En general, las tensiones internas que produce el capitalismo son manejadas por los Estados mediante la represión, pero sobre todo integrando a amplias capas sociales a través del gasto social o la redistribución, lo que garantiza en buena medida la estabilidad del sistema. Sin embargo, y aunque exista debate entre los economistas, los límites que está encontrando el capital para seguir produciendo beneficio hacen que esta posibilidad sea cada vez más reducida. Su avance sobre las condiciones de vida ha sido implacable desde el ascenso del neoliberalismo y la incapacidad del sistema de seguir integrando es garantía de que más segmentos sociales queden descolgados. Su traducción política es una incógnita, pueden constituir el germen de revueltas futuras, pero también de la antipolítica que acabe apoyando a partidos incendiarios que dicen que van a transformar todo de raíz.

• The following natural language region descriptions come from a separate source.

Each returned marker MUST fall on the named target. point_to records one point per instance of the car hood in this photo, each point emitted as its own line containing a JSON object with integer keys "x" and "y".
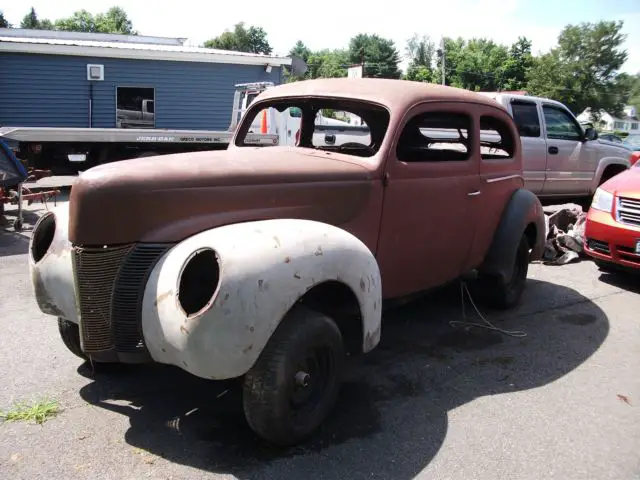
{"x": 625, "y": 184}
{"x": 170, "y": 197}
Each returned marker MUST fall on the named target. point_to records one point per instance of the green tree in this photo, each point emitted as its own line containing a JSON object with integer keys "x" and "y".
{"x": 301, "y": 50}
{"x": 582, "y": 70}
{"x": 242, "y": 39}
{"x": 3, "y": 21}
{"x": 381, "y": 58}
{"x": 420, "y": 51}
{"x": 32, "y": 21}
{"x": 115, "y": 20}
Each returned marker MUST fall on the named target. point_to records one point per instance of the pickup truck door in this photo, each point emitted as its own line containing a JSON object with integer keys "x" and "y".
{"x": 430, "y": 200}
{"x": 570, "y": 160}
{"x": 526, "y": 115}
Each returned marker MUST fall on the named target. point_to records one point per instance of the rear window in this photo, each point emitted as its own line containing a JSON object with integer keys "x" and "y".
{"x": 525, "y": 114}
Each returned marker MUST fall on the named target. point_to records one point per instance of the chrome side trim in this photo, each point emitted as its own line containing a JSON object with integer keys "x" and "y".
{"x": 502, "y": 179}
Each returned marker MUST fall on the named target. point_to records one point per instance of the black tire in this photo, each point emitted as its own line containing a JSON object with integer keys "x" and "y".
{"x": 504, "y": 295}
{"x": 273, "y": 385}
{"x": 70, "y": 334}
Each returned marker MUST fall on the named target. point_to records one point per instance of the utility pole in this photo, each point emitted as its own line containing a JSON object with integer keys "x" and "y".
{"x": 443, "y": 63}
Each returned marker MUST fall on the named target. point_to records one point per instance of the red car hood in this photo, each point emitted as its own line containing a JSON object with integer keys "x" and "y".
{"x": 625, "y": 184}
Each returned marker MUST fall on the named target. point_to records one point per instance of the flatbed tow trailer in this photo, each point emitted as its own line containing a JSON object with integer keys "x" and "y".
{"x": 68, "y": 151}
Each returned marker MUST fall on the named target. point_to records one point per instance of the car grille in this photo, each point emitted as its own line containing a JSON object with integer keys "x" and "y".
{"x": 629, "y": 211}
{"x": 110, "y": 283}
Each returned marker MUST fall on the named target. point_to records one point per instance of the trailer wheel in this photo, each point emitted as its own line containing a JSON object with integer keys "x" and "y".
{"x": 295, "y": 382}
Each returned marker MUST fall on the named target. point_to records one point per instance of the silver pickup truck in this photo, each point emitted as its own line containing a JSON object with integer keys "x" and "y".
{"x": 561, "y": 159}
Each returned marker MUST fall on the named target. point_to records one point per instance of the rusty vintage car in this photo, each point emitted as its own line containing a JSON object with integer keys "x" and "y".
{"x": 271, "y": 264}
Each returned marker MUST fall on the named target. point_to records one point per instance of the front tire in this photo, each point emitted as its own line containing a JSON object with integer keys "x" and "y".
{"x": 504, "y": 295}
{"x": 70, "y": 335}
{"x": 294, "y": 384}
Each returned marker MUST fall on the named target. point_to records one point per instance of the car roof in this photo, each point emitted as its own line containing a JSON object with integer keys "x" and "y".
{"x": 393, "y": 94}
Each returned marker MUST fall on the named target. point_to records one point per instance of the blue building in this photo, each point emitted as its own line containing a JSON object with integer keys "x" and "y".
{"x": 65, "y": 79}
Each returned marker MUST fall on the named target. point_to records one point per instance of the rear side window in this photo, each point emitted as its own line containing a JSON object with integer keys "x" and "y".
{"x": 435, "y": 137}
{"x": 526, "y": 117}
{"x": 496, "y": 140}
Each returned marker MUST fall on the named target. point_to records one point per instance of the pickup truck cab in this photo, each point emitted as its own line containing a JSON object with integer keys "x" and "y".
{"x": 560, "y": 158}
{"x": 271, "y": 264}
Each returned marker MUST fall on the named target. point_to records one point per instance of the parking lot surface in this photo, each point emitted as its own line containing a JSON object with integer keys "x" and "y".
{"x": 432, "y": 401}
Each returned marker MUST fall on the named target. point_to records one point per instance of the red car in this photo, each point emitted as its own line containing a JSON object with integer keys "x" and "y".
{"x": 613, "y": 223}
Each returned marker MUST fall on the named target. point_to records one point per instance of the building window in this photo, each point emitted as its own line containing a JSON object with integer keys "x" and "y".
{"x": 135, "y": 107}
{"x": 435, "y": 137}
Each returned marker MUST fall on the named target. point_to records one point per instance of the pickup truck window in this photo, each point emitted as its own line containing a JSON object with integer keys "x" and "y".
{"x": 435, "y": 137}
{"x": 525, "y": 114}
{"x": 496, "y": 141}
{"x": 560, "y": 125}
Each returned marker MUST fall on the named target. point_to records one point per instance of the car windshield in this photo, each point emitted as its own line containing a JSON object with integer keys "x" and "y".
{"x": 327, "y": 124}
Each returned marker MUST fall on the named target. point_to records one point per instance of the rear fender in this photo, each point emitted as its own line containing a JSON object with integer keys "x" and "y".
{"x": 264, "y": 268}
{"x": 523, "y": 209}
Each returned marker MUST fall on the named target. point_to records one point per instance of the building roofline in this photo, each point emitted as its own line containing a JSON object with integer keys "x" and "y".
{"x": 134, "y": 51}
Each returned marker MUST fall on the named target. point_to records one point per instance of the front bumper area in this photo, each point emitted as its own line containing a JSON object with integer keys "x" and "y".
{"x": 611, "y": 241}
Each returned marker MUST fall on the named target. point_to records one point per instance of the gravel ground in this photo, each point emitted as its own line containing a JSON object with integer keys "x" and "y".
{"x": 431, "y": 401}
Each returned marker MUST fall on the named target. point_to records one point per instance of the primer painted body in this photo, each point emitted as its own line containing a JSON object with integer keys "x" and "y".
{"x": 52, "y": 277}
{"x": 265, "y": 267}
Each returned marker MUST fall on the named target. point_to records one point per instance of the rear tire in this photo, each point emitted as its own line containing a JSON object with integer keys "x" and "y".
{"x": 294, "y": 384}
{"x": 507, "y": 294}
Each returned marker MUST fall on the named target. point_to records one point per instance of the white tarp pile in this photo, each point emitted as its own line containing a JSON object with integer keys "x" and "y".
{"x": 565, "y": 234}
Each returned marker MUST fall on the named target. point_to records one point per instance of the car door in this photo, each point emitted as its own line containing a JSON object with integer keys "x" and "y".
{"x": 570, "y": 160}
{"x": 429, "y": 209}
{"x": 500, "y": 176}
{"x": 526, "y": 115}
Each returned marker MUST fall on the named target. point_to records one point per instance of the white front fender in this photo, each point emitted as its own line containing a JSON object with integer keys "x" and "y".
{"x": 51, "y": 270}
{"x": 265, "y": 268}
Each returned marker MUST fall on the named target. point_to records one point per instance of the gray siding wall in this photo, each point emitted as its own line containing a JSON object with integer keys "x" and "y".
{"x": 53, "y": 91}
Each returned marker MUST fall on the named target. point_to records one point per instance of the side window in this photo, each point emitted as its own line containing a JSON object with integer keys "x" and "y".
{"x": 525, "y": 114}
{"x": 496, "y": 140}
{"x": 435, "y": 137}
{"x": 560, "y": 125}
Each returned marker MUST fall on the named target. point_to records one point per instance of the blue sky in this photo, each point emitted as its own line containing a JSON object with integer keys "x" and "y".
{"x": 333, "y": 22}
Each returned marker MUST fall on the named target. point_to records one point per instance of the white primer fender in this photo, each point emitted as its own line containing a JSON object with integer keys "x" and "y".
{"x": 52, "y": 275}
{"x": 265, "y": 267}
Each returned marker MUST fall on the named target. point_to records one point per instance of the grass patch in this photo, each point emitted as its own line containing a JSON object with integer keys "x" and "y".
{"x": 38, "y": 411}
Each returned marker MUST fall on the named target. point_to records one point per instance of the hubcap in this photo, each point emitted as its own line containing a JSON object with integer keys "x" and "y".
{"x": 312, "y": 378}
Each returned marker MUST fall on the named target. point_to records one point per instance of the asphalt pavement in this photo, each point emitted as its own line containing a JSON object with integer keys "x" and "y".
{"x": 432, "y": 401}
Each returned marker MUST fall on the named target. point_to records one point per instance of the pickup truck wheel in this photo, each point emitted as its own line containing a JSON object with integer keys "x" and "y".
{"x": 70, "y": 334}
{"x": 506, "y": 295}
{"x": 294, "y": 384}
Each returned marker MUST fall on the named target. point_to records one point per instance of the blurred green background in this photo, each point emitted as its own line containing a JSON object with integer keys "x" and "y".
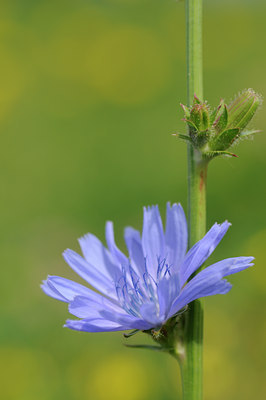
{"x": 89, "y": 97}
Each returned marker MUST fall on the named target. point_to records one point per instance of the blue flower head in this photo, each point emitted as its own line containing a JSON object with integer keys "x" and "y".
{"x": 151, "y": 285}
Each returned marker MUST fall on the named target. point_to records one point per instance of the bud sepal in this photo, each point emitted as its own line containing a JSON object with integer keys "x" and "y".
{"x": 213, "y": 132}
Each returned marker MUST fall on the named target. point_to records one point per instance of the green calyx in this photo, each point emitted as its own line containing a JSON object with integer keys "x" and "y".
{"x": 213, "y": 132}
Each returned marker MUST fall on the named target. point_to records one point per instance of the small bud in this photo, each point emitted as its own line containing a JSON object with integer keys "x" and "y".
{"x": 223, "y": 141}
{"x": 186, "y": 111}
{"x": 221, "y": 117}
{"x": 200, "y": 117}
{"x": 242, "y": 109}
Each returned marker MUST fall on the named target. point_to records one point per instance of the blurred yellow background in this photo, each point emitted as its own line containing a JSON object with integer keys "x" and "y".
{"x": 89, "y": 97}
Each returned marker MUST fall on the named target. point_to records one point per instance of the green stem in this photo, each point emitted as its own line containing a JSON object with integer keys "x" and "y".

Una interpretación de la emergencia de estos actores ultras es la de que son una respuesta radical, e incluso en ocasiones violenta, a este contexto generalizado de crisis que busca aumentar la explotación —de los recursos naturales o la mano de obra como vía para aumentar la rentabilidad perdida— y que aparece como única posibilidad ante este estancamiento en Europa. ¿Cómo hacer esto sin mayores dosis de autoritarismo? Todo ello mientras muchos consensos que garantizaban una cierta paz social han sido destruidos en las décadas pasadas. ¿Pero realmente tienen estas extremas derechas un proyecto alternativo para salir de la larga crisis en la que estamos insertos? ¿Uno que pueda funcionar acompañado de su autoritarismo y de un refuerzo de las desigualdades de clase?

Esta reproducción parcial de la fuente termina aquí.